ところが「何月何日までに」と言われると、違ってきます。

それなら、今日から取り掛かなければ間に合いそうもないとわかると、自然と動けるのです。

考えてみれば、私たちのまわりには、締め切りがたくさんあります。

学生であれば、宿題、レポ-トの提出日、試験の時間など。

社会人であれば、受注した品物の納品期日、書類の提出日など仕事上の締め切りがあります。
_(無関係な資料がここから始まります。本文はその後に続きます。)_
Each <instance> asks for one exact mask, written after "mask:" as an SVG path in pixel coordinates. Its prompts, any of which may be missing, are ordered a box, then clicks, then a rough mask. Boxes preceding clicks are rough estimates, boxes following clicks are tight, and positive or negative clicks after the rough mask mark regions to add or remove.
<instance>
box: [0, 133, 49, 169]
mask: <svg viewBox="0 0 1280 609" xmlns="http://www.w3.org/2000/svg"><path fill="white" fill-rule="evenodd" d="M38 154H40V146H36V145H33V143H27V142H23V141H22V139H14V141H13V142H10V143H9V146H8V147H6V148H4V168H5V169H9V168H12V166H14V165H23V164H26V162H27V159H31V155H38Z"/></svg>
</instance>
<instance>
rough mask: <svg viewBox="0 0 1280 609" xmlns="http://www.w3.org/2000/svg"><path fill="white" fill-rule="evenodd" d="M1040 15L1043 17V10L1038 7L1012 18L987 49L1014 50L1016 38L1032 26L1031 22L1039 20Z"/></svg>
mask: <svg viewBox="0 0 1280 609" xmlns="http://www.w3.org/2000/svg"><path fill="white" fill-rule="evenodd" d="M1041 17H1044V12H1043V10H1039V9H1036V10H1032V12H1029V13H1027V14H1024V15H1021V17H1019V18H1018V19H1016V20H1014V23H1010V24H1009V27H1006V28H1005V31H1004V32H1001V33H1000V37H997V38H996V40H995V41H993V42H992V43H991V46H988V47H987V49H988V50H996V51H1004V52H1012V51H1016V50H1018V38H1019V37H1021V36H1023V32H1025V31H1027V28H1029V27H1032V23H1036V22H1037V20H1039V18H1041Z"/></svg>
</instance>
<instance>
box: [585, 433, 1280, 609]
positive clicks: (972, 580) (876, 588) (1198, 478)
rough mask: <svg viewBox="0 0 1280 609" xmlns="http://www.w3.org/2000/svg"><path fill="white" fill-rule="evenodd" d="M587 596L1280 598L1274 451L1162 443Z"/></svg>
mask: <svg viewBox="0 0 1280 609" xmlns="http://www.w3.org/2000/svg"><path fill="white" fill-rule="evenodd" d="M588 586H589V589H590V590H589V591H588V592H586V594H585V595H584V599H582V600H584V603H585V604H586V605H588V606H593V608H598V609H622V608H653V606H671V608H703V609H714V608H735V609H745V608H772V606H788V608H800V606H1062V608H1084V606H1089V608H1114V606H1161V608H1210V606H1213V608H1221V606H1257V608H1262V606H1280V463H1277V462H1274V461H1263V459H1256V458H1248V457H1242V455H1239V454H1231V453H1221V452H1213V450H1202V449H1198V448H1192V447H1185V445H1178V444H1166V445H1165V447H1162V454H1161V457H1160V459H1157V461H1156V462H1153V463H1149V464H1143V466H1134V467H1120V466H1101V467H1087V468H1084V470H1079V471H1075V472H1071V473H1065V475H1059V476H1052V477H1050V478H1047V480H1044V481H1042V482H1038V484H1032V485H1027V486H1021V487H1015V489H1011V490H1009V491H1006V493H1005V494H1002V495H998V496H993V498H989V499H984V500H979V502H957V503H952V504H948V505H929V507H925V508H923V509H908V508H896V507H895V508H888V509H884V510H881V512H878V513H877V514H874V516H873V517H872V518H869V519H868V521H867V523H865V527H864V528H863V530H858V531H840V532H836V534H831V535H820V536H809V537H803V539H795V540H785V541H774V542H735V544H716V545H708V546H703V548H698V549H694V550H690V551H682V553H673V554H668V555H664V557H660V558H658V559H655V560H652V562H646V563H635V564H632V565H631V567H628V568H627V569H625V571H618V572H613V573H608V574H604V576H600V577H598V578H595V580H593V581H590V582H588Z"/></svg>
時間の活用のうまい人は、この締め切りを上手に利用します。

計画をきちんと立てて、「今日できることは、今日しよう」と早め早めに取り組みます。

そうして、どんどんよい仕事を果たしていくのです。

また、私たちの長い人生の節目節目にも、締め切りがあります。

学生なら卒業、社会人なら定年退職も、一種の締め切りのようなものです。

これらの締め切りは、あらかじめ日時が知らされているので助かります。

それまでに時間がどれくらいあるかわかるので、計画を立てやすいのです。

わからないのは、人生の締め切りです。

三十年先かもしれないし、一年先かもしれないし、ある日突然やってくるのかもしれません。

しかし、人生の締め切りは、例外なく私たち全員を待っているのは確実です。

その時に、できるだけ人生に悔いを残したくはありません。

そのためには、一日一日の過ごし方が大切でしょう。

神のみ前で、自分の今日一日を振り返り、「ああ今日も良い時間を過ごせました。ありがとうございます」と言える日々を送っていきたいと思います。